O lema da América retratada em 24 Horas é simples e direto: "Não pense, aja!". O humano precisa ceder espaço ao político. A gratidão e a simpatia de David Palmer por Jack Bauer deve ceder espaço à decisão estratégica do presidente da república de autorizar o disparo contra um agente federal de modo a garantir o sucesso da operação de segurança pública. E Jack está disposto a tamanho sacrifício. Quem acompanhou a segunda temporada certamente lembra dele de joelhos no chão – posição de sacrifício par excellence – ameaçado pela metralhadora de Nina Meyers (que no passado já assassinara a esposa de Jack), aliada de terroristas internacionais que detinha a informação sobre o dispositivo nuclear que seria detonado em Los Angeles. Ela pede para entrar em contato direto com o presidente e estabelece como única condição para a entrega da informação o perdão oficial antecipadamente pelo assassinato de Jack Bauer. Como sempre contra a parede, Palmer aceita a condição, mas deixando escapar uma lágrima de tristeza por Jack, que o tranqüiliza afirmando ser aquela a opção correta e acatando a condição de sacrificado. Afinal de contas, "a prova da verdadeira fidelidade ao Líder não é o fato de se estar disposto a receber uma bala atirada contra ele; acima disso, é necessário estar pronto a receber uma bala atirada por ele – aceitar ser abandonado ou até sacrificado por ele em nome de objetivos mais altos" (Slavoj Zizek no livro Bem-vindo ao Deserto do Real!, São Paulo: Boitempo Editorial, 2003).

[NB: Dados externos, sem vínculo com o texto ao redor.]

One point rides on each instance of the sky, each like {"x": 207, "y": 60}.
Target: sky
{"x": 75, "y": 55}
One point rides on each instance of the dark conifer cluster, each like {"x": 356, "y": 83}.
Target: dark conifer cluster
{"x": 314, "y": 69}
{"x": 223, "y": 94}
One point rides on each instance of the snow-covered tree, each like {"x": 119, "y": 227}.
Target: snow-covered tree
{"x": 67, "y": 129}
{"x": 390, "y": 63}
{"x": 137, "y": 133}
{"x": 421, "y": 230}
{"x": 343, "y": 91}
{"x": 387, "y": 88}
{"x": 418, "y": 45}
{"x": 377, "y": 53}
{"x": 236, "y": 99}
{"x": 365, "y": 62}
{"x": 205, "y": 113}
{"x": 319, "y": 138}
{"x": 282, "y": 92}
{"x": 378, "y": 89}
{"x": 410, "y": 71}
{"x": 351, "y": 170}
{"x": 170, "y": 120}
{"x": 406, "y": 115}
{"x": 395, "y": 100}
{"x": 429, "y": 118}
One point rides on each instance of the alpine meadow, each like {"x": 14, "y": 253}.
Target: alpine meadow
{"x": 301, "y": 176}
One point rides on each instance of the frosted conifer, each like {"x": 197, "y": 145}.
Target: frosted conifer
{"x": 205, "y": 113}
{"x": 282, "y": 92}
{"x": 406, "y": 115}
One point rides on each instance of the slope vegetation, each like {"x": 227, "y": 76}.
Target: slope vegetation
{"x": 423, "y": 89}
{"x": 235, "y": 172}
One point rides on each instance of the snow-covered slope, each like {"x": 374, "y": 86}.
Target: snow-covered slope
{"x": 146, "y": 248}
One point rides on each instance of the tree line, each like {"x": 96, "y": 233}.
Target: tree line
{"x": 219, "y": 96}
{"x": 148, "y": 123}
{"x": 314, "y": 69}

A série enreda um embate que jamais abandona a oposição nacional/estrangeiro, é verdade, mas que não nega um lado – tão americano quanto a Guerra de Secessão pôde ser – fratricida (como no confronto, na segunda temporada, entre as irmãs Kate e Marie Warner, esta última envolvida com a rede terrorista liderada pelo árabe Syed Ali). A família em 24 Horas é o local de assimilação dos valores conservadores, mas isso não a impede de ser também um casulo de interesses divergentes e uma base de lançamento para traidores da pátria. A sensação de que não se pode confiar em ninguém e de que a face do inimigo é não mais prontamente identificável, aspecto constante nos atuais filmes americanos de investigação, condensa boa parte do conteúdo. É o mal infiltrado em qualquer parte, mesmo nos altos escalões do governo. Quando Jack diz a Marie que no fundo ela não quer ir até o fim e deixar que milhões de inocentes morram, ela responde imediatamente: "Ninguém é inocente neste país". Por mais que a caracterização de Marie não deixe dúvidas quanto à sua posição de vilã dentro da intriga, é com frases fortes como essa que o seriado constrói seu subsolo de questionamentos em relação à idéia de nação unanimista, potente e paternalista – cujo pilar de sustentação é a violência contra o "outro" – que permeia o discurso oficial norte-americano mais típico. Os focos de dissidência podem vir de dentro (da família, do governo, do casamento, da CIA). Não há no seriado qualquer forma de legitimação das ações anti-americanistas, tampouco uma mão na (má) consciência: há simplesmente o presente em pauta, com tudo que ele pode carregar de idiossincrasia e indeterminabilidade.

***

Foi no cinema que se desenvolveu a narrativa de ação full time que inspirou o formato elevado à potência máxima em 24 Horas. Fundado em princípios de instabilidade, multiplicidade e claustrofobia, o seriado busca construir com a câmera na mão um misto de reportagem televisiva (em seu extremo de impacto visual, ou seja, a cobertura de uma guerra) e filme de aventura à John McTiernan, tendo Duro de Matar - A Vingança como "piloto" (um herói branco e um herói negro, um grupo terrorista internacional, uma bomba a ser encontrada, uma jornada contra o tempo). No percurso de Jack Bauer põe-se em jogo uma avalanche de eventos que remete também ao Hitchcock de Intriga Internacional, por conta do repertório de estratégias do protagonista: disfarçar-se, passar por inimigo, mentir para conseguir um meio de transporte rápido, fugir de um carro, ou de um helicóptero, ou de um avião. Mas a base é mesmo o McTiernan de Duro de Matar e do recente Violação de Conduta: adotar um disfarce e derrotar o inimigo no seu próprio nicho, fazendo-o involuntariamente se entregar.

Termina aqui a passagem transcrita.